В своем предисловии к английской версии «Отчаяния» Набоков, с явным нажимом на эту «бесполезность», особо подчеркнул, что его книга «ничем не отвечает на социальные запросы современности, не содержит никакой истины, которую могла бы, виляя хвостом, донести до читателя». К 1966 году, когда это писалось, подобные разъяснения и автокомментарии успели стать почти обязательным атрибутом практически любого набоковского высказывания, относилось ли оно к оценке других писателей или к собственному творчеству. Скучные своей предсказуемостью (хотя, порассуждав о «бесполезности», Набоков счел нелишним указать, что его героя «Ад никогда не помилует»), они не остановили тех интерпретаторов и перелагателей, которые обнаруживали в его прозе именно «социальные запросы» и были в этом правы — хотя бы отчасти. Их правоту доказал Райнер Вернер Фасбиндер, немецкий кинорежиссер, который экранизировал «Отчаяние» в 1978 году.
Набоковское предисловие упоминает о «весьма существенном пассаже», который «по глупости был исключен в более застенчивые времена». Этот пассаж занимает почти две страницы: супружеская спальня, соитие, двойник Германа, наблюдающий за «очень активной парой» как бы в театральный бинокль, причем присутствие другого лишь усиливает яростные восторги Германа и повышает в цене пухлые прелести его половины. Фасбиндер нашел в этом эпизоде ключевую метафору для своей интерпретации романа. Главенствующий смысл в ней принадлежит мотиву мертвенности, механичности, бездушности существования, проникающей даже в такие сокровенные пределы, как эрос. Заняв кресло в углу, двойник бесстрастно наблюдает кукольное исступление на брачном ложе, над которым красуется фотография Гитлера, — ход, как будто бы невозможный в художественном мире Набокова, старательно изолируемом от злобы дня, однако вполне естественный, если считаться с датами, фигурирующими в романе: 1930, 1931. Штурмовики, свастика, зримые приметы катастрофы, которая приблизилась вплотную, весь этот тщательно воссозданный ландшафт немецкой будничности в ту пору, когда Герман озабочен своей состоятельностью как художника (но испытывает ее методами, естественными для криминальной среды), не вульгаризирует замысел Сирина, а лишь придает ему необходимую соотнесенность с историей.

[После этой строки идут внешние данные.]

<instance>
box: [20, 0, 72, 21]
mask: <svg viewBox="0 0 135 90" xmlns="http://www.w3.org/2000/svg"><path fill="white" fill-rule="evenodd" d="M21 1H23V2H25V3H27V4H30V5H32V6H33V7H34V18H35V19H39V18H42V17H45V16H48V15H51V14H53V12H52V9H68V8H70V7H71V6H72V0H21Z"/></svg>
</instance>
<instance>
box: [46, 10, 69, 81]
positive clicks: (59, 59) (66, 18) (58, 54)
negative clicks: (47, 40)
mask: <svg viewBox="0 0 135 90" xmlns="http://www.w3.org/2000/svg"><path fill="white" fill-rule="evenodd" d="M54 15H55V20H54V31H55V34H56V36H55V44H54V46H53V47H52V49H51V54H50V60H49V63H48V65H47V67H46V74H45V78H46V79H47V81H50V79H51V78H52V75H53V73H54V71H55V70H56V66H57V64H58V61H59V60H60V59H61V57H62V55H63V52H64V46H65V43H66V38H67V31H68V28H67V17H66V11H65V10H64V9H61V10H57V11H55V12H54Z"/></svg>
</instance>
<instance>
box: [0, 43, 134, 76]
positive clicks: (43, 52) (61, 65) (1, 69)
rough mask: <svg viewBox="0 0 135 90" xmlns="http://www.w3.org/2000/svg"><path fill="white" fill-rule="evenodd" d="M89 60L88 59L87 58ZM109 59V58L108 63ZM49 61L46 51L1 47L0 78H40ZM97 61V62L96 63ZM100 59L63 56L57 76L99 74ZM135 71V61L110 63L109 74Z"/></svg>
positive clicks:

В романе Герман представлен и как своего рода бунтарь против радикального несовершенства мира, отказавшего ему в самом главном — в подлинной, реальной творческой способности, без которой существование пусто. Он оказывается пусть жалким, но все-таки подобием тех метафизических бунтарей, которые составили галерею бессмертных характеров Достоевского. У Фасбиндера бунт показан не как жест непримирения с судьбой, обделившей героя столь ему необходимым чувством своего соответствия творческому призванию, но как попытка вырваться за пределы механистичности, мертвенности, с которыми Герман поминутно сталкивается, — и как заведомая неосуществимость подобных стремлений.

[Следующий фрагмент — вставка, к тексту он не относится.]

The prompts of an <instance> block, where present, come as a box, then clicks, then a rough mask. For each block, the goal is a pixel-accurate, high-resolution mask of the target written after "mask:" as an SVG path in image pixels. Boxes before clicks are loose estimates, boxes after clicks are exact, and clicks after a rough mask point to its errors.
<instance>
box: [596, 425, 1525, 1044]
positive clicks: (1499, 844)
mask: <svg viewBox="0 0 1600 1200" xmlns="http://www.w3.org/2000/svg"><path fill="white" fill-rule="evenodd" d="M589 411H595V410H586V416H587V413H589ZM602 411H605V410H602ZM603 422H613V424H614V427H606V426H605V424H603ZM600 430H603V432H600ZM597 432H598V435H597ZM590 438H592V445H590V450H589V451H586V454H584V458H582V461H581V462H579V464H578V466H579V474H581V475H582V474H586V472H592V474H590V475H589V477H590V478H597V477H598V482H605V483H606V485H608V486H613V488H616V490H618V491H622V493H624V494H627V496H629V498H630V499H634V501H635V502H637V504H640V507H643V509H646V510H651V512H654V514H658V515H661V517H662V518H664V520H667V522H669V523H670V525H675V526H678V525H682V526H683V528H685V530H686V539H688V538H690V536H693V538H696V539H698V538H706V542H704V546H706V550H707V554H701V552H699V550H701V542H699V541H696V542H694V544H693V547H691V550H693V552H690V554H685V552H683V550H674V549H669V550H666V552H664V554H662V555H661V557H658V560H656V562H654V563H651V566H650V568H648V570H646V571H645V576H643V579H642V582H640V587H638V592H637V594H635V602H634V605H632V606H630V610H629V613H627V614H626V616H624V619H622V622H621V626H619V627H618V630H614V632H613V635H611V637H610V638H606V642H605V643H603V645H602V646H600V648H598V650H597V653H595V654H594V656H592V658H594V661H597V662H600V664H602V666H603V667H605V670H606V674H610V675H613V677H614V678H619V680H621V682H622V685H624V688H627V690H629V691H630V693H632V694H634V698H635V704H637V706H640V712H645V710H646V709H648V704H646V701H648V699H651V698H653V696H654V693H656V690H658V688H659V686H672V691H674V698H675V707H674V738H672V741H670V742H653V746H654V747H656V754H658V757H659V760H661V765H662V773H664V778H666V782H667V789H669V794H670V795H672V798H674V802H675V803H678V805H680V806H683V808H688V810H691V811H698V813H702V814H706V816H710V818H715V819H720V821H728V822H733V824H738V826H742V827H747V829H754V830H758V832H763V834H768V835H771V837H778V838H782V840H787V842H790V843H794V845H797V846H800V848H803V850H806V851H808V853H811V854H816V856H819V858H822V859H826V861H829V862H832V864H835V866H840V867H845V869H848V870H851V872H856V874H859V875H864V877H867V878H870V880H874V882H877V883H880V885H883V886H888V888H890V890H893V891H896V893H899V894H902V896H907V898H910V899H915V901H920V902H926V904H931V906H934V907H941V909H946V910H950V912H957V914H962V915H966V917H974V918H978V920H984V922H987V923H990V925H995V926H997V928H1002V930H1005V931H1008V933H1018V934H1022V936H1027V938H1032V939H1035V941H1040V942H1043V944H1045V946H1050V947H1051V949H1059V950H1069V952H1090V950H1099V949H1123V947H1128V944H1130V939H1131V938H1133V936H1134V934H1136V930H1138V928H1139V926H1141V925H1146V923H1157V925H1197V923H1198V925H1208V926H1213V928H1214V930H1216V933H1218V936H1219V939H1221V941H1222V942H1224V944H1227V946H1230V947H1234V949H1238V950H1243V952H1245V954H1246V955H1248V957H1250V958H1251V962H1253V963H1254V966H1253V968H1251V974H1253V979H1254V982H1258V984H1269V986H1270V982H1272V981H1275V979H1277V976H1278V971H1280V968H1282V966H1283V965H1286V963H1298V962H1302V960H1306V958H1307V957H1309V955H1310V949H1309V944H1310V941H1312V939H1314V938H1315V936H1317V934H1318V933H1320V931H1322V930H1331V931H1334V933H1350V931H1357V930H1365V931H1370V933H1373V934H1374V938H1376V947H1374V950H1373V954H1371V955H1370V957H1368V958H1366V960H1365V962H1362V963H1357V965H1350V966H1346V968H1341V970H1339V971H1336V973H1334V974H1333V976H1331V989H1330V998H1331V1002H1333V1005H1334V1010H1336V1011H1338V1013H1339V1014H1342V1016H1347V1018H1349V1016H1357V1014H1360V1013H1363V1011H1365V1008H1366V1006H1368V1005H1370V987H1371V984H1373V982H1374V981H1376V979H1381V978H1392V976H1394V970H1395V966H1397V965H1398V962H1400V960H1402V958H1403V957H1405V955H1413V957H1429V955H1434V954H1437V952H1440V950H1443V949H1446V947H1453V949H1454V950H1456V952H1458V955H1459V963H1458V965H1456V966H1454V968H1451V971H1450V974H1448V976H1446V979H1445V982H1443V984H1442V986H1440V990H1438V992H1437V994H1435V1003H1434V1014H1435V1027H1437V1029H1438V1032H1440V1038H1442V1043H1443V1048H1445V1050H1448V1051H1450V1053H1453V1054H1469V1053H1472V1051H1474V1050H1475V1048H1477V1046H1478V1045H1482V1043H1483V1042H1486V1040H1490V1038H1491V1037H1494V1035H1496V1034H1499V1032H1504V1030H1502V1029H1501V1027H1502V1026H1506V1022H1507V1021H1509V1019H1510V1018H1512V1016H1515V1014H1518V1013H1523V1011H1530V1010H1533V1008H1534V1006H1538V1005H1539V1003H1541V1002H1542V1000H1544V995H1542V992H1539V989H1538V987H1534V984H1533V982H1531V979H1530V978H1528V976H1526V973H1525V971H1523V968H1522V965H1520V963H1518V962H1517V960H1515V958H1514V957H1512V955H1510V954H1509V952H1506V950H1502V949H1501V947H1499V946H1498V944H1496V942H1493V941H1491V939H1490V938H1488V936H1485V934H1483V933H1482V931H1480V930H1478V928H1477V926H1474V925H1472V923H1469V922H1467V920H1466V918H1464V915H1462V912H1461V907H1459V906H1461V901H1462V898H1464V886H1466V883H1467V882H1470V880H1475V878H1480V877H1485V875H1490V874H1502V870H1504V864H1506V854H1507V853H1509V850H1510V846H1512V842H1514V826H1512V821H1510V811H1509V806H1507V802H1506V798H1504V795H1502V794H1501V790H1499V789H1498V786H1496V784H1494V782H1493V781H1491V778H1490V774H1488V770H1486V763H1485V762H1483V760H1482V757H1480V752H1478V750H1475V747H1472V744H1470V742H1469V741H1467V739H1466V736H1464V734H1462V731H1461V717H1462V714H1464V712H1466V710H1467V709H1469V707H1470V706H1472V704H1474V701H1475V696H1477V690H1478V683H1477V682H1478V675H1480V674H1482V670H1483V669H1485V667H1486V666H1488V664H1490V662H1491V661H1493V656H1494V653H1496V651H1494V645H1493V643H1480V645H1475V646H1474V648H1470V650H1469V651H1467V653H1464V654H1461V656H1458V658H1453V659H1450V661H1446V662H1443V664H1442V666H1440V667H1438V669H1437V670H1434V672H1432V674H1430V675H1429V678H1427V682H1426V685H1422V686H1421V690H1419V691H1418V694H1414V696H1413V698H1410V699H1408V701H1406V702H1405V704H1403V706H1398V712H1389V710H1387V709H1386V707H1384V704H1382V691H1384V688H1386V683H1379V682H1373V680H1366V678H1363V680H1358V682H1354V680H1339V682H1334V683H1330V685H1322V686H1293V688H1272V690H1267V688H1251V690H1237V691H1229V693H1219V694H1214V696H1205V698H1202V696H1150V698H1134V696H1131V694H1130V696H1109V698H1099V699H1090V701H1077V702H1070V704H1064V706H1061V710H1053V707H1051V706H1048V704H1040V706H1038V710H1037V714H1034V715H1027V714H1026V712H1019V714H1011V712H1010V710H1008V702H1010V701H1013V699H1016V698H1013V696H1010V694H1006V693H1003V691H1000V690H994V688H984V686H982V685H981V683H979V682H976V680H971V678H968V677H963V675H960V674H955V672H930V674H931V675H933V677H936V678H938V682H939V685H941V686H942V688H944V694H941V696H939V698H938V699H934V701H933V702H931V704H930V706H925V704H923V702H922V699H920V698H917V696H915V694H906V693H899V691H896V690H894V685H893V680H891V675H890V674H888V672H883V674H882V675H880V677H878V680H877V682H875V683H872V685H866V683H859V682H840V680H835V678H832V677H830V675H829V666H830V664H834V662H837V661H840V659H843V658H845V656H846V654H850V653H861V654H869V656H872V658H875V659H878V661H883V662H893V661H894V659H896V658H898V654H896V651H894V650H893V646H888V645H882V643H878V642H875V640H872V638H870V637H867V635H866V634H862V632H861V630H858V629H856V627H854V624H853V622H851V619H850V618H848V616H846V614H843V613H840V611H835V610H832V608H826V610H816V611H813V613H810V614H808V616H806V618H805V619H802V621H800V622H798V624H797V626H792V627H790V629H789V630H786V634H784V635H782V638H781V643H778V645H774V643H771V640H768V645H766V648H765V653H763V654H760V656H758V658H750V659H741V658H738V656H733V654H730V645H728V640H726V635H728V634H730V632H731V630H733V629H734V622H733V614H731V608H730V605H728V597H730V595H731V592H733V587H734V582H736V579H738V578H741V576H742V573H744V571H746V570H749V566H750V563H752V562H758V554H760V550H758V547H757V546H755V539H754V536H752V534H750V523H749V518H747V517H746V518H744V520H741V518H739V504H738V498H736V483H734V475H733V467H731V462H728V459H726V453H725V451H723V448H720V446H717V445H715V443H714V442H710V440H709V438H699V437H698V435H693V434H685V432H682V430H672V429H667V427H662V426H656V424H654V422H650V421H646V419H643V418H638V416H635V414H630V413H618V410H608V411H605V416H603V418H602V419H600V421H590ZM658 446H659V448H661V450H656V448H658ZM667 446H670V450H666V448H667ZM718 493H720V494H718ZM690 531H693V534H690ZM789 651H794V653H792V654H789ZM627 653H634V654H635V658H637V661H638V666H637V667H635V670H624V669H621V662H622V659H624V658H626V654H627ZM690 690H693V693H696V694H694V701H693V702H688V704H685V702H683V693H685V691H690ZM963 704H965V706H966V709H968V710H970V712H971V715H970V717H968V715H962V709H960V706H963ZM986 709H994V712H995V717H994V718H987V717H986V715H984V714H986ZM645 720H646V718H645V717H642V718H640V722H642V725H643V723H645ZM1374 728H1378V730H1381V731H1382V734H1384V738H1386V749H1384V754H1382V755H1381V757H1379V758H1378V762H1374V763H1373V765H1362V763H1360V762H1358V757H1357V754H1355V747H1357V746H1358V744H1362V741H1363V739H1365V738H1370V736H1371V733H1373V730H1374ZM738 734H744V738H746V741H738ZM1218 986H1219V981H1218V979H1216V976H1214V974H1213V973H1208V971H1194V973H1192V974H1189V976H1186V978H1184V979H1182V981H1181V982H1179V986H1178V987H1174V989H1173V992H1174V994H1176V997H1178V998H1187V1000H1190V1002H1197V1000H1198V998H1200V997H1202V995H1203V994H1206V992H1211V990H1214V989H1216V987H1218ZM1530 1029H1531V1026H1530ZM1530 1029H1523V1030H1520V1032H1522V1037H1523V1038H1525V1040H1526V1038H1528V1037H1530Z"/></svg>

Дирк Богарт, играющий Германа, увидел в нем не маньяка, не самозваного гения, чьи претензии будут жестоко развенчаны, не фанатика, одержимого безумной идеей, а человека, ставящего опасный опыт над самим собой: он пробует существовать как бунтарь, тогда как по природе остается обывателем, и не двойник, им выдуманный, а это доподлинное раздвоение становится предметом его мучительных рефлексий. Через замутненное стекло Герман смотрит на мир, укрытый пеленой дождя со снегом, едва угадывающийся в смутных очертаниях, таящий в себе какую-то угрозу: символика, появившаяся в самом начале фильма, пройдет через всю картину, придавая ей стилистическую и философскую целостность.
Герой постоянно чувствует рядом с собою стекло, зеркало, отражающую поверхность: стеклянные перегородки загроможденного шоколадными фигурками интерьера, стеклянная клетка, в которой стучит на машинке секретарша его офиса. Грубое стекло аквариума, где сонно плавают рыбы. Наконец, осколки витрины, разбитой сапогом штурмовика: тоже в своем роде вторжение кипучей жизни, улицы, по которой грохочут кованые подошвы, в искусственно упорядоченный, анемичный мир вещей за зеркальным окном. Но и вторжение той реальности, которая заставляла содрогаться людей, мало-мальски понимавших, к чему ведет стремительный ход немецких событий.